Unsafe Bridges
IStockPhoto 6919548 © Charles Schug
In The Graduate, Benjamin Braddock, played by Dustin Hoffman, drives his Alfa Romero across San Francisco’s Bay Bridge to reach the woman he loves. If he’d set out on that quest in early September, 2009, young love might have been thwarted. The bridge was deemed unsafe at any speed.
On September 3rd, 2009, a significant crack was discovered in the bridge, renewing concern about the safety of America’s bridges. There are over 600,000 bridges in the United States, ranging from tiny one-lane wood bridges over small streams to vast landmarks like the Brooklyn and Golden Gate. In New York City alone, according to the New York Times, there are 2,027 bridges.
The 2009 “Report Card on America’s Infrastructure,” issued by the American Society of Civil Engineers, gave a “C” to our country’s bridges.

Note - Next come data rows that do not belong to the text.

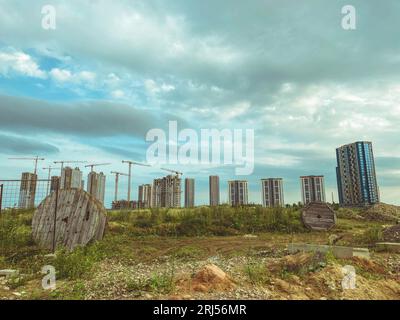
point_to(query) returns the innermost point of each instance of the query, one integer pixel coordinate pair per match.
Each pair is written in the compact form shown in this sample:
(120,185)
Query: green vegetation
(372,235)
(208,221)
(160,283)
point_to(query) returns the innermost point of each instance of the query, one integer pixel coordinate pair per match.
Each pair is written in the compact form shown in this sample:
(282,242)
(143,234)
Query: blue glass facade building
(356,177)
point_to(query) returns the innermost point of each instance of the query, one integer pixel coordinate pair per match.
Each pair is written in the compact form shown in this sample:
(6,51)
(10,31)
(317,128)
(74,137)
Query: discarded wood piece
(79,219)
(318,216)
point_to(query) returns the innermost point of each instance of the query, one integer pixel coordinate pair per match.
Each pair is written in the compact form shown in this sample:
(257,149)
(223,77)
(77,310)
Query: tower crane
(96,165)
(36,159)
(173,171)
(130,163)
(49,169)
(117,174)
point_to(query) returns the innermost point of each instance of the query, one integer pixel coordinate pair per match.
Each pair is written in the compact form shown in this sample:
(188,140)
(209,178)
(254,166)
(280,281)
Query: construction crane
(130,163)
(117,174)
(173,171)
(49,169)
(67,161)
(36,159)
(96,165)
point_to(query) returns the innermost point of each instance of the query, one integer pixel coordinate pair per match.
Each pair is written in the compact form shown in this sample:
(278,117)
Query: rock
(283,285)
(8,273)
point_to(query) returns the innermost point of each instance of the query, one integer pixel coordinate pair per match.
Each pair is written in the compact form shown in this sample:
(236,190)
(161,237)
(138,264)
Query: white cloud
(20,63)
(118,94)
(86,78)
(61,75)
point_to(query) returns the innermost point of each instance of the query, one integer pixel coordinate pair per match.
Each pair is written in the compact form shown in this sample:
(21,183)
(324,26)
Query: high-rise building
(96,185)
(71,178)
(189,193)
(312,189)
(27,191)
(238,192)
(144,195)
(272,192)
(54,184)
(214,190)
(166,192)
(356,176)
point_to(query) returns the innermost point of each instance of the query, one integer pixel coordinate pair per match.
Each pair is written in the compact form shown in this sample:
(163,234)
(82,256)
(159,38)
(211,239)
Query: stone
(388,246)
(338,251)
(8,273)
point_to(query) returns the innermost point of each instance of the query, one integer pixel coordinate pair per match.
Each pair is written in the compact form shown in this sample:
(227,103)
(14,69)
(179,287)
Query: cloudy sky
(112,70)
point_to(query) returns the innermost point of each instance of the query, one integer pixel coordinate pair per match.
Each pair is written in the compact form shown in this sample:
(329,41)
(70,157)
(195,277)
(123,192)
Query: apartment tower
(312,189)
(356,176)
(189,193)
(238,192)
(272,192)
(214,190)
(144,196)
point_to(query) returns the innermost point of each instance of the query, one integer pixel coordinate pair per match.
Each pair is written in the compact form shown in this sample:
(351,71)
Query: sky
(110,71)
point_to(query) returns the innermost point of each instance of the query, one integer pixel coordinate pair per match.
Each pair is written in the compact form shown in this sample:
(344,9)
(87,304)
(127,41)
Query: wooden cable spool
(79,219)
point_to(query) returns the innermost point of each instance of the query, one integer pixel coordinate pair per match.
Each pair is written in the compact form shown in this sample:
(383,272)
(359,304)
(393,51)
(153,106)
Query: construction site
(151,248)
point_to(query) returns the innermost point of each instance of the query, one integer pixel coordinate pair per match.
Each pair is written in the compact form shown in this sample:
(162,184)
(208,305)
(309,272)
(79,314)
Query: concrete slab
(338,251)
(388,246)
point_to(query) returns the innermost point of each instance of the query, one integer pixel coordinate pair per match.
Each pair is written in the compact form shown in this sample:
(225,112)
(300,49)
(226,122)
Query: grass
(181,234)
(207,221)
(158,283)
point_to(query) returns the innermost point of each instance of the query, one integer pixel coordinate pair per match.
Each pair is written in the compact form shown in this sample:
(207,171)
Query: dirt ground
(248,267)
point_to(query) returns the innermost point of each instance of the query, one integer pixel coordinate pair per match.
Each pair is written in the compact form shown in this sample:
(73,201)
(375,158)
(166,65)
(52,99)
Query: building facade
(144,195)
(166,192)
(71,178)
(312,189)
(96,185)
(356,175)
(27,191)
(238,192)
(214,190)
(54,183)
(189,193)
(272,192)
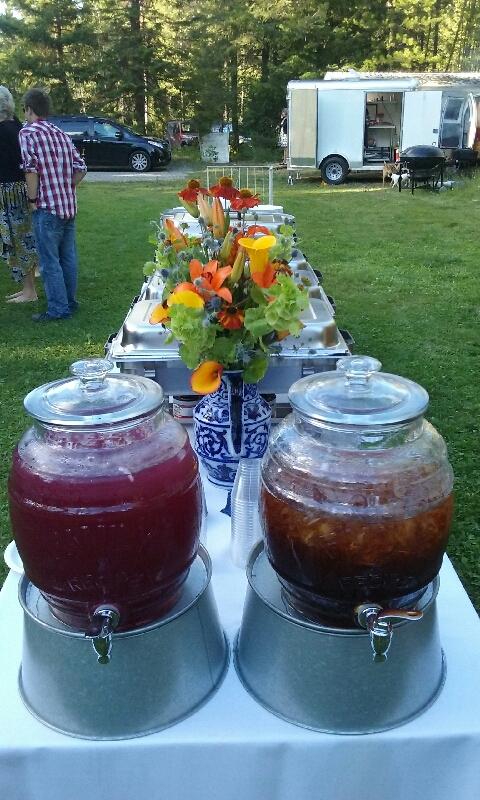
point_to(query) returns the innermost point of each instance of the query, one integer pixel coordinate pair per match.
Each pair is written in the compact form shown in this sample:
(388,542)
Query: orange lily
(209,279)
(265,278)
(207,377)
(258,251)
(159,314)
(231,318)
(245,199)
(178,240)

And according to reports from the Department of Transportation, 1 in 3.97 American bridges, about 152,000, are rated as deficient.

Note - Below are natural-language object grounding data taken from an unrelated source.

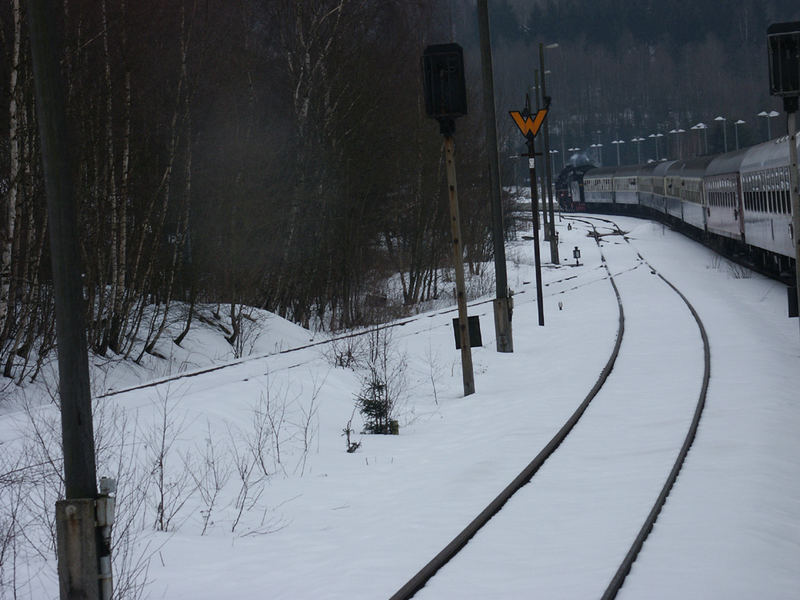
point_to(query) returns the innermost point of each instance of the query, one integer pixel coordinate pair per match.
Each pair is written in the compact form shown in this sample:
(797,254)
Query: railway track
(539,519)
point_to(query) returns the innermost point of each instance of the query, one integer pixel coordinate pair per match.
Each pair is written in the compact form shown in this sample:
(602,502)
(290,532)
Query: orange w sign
(528,126)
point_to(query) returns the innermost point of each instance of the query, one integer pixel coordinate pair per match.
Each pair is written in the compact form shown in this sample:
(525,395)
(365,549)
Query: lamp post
(638,141)
(617,144)
(768,115)
(655,137)
(736,130)
(598,152)
(678,133)
(553,158)
(783,42)
(724,131)
(702,126)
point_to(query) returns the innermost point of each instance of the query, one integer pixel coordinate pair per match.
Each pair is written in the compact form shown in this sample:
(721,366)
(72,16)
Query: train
(739,202)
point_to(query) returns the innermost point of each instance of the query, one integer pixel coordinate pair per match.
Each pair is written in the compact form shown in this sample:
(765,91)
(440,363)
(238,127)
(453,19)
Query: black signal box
(783,40)
(443,81)
(474,327)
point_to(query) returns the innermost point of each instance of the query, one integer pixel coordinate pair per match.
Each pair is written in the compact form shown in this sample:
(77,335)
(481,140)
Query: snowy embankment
(259,497)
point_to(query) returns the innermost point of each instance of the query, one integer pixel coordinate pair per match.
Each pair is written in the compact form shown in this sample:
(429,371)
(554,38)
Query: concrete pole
(458,264)
(535,208)
(551,231)
(502,307)
(78,540)
(795,193)
(539,77)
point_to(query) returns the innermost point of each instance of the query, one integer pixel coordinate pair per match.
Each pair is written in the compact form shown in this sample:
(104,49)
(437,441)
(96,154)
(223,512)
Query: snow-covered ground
(309,520)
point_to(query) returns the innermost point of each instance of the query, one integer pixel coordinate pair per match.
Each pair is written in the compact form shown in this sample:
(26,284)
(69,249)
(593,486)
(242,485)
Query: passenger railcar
(739,201)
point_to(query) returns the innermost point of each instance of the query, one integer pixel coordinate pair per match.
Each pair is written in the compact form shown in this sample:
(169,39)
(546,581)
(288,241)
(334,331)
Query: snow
(329,524)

Of course, deficient is a vague term. It refers to a bridge being either structurally deficient or functionally obsolete. Structurally deficient bridges have become unsafe for certain speeds and weight due to decay, flooding, or other conditions. Functionally obsolete bridges are those that were built with insufficient width or vertical space, or have other intrinsic properties which don’t conform to modern standards. Rated at these more specific levels, 1 in 8.41 bridges are structurally deficient while 1 in 7.52 bridges are functionally obsolete. Ideally bridges in both categories would be replaced, according to the Department of Transportation. The challenge is getting the replacement – or at least repairs – in place before a tragedy occurs.
In 2007 a bridge over I- 35 in Minneapolis collapsed into the Mississippi River with over 50 vehicles on it, killing 13 people. In June 2008, a railway bridge in Cedar Rapids gave way under heavy floodwaters. To identify the most dangerous bridges, the Department of Transportation conducts inspections, noting the structural condition and age of each. It was a routine inspection, repeated every two years, which uncovered the dangerous crack in the Bay Bridge and forced its closure until repairs could be made. The bridge, which first opened in 1936, carries between 260,000 and 280,000 vehicles a day.

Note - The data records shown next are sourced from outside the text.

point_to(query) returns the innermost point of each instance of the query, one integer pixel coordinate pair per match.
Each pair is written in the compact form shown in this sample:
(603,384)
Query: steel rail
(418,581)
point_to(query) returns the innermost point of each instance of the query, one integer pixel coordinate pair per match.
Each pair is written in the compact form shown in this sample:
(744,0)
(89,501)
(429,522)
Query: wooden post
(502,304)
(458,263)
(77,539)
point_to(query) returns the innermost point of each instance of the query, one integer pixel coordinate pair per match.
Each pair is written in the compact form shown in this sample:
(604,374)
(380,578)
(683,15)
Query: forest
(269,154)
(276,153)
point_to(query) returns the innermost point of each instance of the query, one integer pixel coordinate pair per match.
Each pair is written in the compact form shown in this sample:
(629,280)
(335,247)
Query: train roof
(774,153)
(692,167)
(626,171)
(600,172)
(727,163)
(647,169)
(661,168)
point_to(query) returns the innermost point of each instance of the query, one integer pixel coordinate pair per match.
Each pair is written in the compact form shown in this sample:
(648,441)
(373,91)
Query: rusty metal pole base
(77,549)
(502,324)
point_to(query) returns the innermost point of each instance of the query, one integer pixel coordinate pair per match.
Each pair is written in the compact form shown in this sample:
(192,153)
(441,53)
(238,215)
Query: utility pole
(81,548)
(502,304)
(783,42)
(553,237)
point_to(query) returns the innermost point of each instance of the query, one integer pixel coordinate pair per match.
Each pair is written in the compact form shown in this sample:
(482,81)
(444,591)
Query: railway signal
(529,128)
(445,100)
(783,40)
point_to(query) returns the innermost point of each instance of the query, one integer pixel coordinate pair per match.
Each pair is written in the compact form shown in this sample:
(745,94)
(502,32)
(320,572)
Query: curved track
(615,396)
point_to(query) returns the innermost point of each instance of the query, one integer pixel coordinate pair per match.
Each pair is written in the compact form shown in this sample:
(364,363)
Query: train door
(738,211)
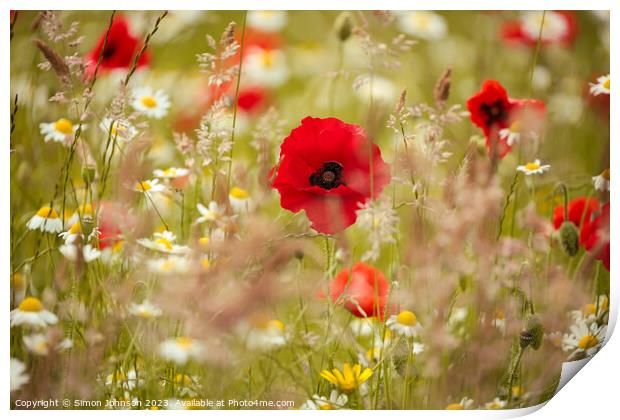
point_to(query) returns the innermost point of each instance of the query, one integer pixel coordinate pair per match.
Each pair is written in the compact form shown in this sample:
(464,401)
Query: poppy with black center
(492,110)
(327,168)
(120,49)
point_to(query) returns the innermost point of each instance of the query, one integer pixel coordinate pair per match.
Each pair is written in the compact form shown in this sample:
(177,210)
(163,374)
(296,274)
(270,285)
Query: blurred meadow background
(155,262)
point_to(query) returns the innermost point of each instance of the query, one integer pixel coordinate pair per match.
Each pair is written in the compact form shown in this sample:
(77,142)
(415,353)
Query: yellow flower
(349,379)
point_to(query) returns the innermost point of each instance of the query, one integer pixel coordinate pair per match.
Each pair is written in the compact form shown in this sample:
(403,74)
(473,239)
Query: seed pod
(525,339)
(569,238)
(534,327)
(343,26)
(88,174)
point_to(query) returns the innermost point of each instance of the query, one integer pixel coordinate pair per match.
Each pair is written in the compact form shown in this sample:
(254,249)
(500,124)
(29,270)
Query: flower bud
(343,26)
(569,238)
(88,174)
(533,333)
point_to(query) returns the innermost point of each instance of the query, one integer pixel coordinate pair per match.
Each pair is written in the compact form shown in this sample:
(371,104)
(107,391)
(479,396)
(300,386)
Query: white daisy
(153,104)
(170,173)
(18,374)
(83,212)
(422,24)
(211,213)
(601,86)
(163,242)
(554,26)
(181,349)
(591,312)
(60,131)
(601,181)
(405,323)
(118,129)
(264,334)
(148,186)
(144,310)
(464,404)
(89,253)
(335,401)
(532,168)
(37,344)
(170,265)
(584,338)
(267,20)
(240,200)
(31,312)
(46,219)
(496,404)
(266,67)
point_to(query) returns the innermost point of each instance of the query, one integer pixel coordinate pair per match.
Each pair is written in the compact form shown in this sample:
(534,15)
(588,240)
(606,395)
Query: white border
(592,395)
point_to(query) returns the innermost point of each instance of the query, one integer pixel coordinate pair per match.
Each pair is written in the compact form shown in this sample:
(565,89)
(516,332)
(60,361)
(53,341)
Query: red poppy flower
(327,168)
(596,236)
(492,110)
(580,212)
(363,290)
(560,28)
(120,50)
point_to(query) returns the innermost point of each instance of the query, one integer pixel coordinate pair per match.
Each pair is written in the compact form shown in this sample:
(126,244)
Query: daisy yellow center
(239,193)
(606,174)
(47,213)
(64,126)
(87,209)
(165,242)
(168,265)
(75,228)
(407,318)
(587,342)
(182,379)
(118,246)
(148,101)
(275,324)
(589,309)
(184,342)
(170,172)
(31,304)
(422,19)
(143,186)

The odds a bridge is deficient does go up with age. For instance, no bridges built between 2003 and 2007 are deficient, while 1 in 4.1 bridges built between 1964 and 1973—the same era as the one that collapsed in Minneapolis—are either structurally deficient or functionally obsolete. The odds a bridge is deficient reach truly worrisome levels after a century. Of the approximately 14,000 bridges built before 1912 in the US, 1 in 1.55 (65%) are deficient. Recommendations for how to deal with bridge deficiencies have been made, but many worry that the current economic situation will slow or otherwise hamper the replacement of deficient bridges in America.